@ryan_greenblatt and I are going to record another podcast together. We’d love to hear topics that you’d like us to discuss. (The questions people proposed last time are here, for reference.)
Ryan had suggested that, on his model, spending ~5%-more-than-commercially-expedient resources on alignment might drop takeover risks down to 50%. I’m interested in how he thinks this scales: how much more resources, in percentage terms, would be needed to drop the risk to 20%, 10%, 1%?

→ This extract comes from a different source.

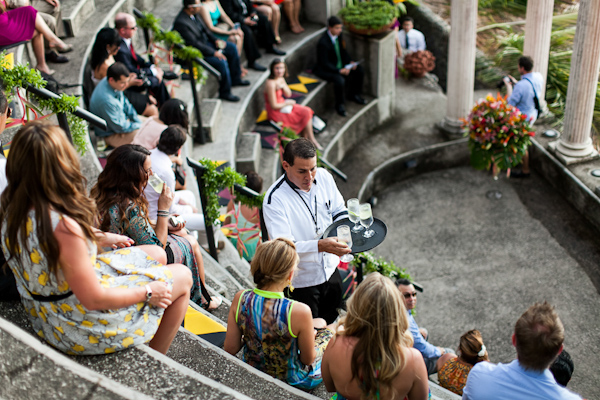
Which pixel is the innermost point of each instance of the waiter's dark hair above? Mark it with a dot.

What would a class aimed at someone like me (read lesswrong for many years, familiar with the basics of LLM architecture and learning to some extent) have to cover to get me up to speed on AI futurism by your lights? I am imagining the output here being like a bulleted list of 12-30 broad thingies.
I would like, for obvious self-interested reasons, discussion of public policy ideas you think people should be pushing more on than they currently are.
I’d like to know what are your motivations for doing what you’re doing! In the first podcast you hinted at “weird reasons” but you didn’t say them explicitly in the end. I’m thinking about this quote:
Yeah, maybe a general question here is: I engage in recruiting sometimes and sometimes people are like, “So why should I work at Redwood Research, Buck?” And I’m like, “Well, I think it’s good for reducing AI takeover risk and perhaps making some other things go better.” And I feel a little weird about the fact that actually my motivation is in some sense a pretty weird other thing.
It might be good to have you talk about more research directions in AI safety you think are not worth pursuing or are over-invested in. Also I think it would be good to talk about what the plan for automating AI alignment work would look like in practice (we’ve talked about this a little in person, but it would be good for it to be public).
What interesting things do y’all think are up with AI lab politics these days? Also why is everyone (or just many people in these circle) going to Anthropic now?
Any changes in how things seem for control plans based on vibes and awareness present in more recent models? (GPT-5 series may not count here; I’m mostly interested in visiblity on the next generation that are coming, of which I think Opus 4.5 is a preview but I’m fairly unsure.)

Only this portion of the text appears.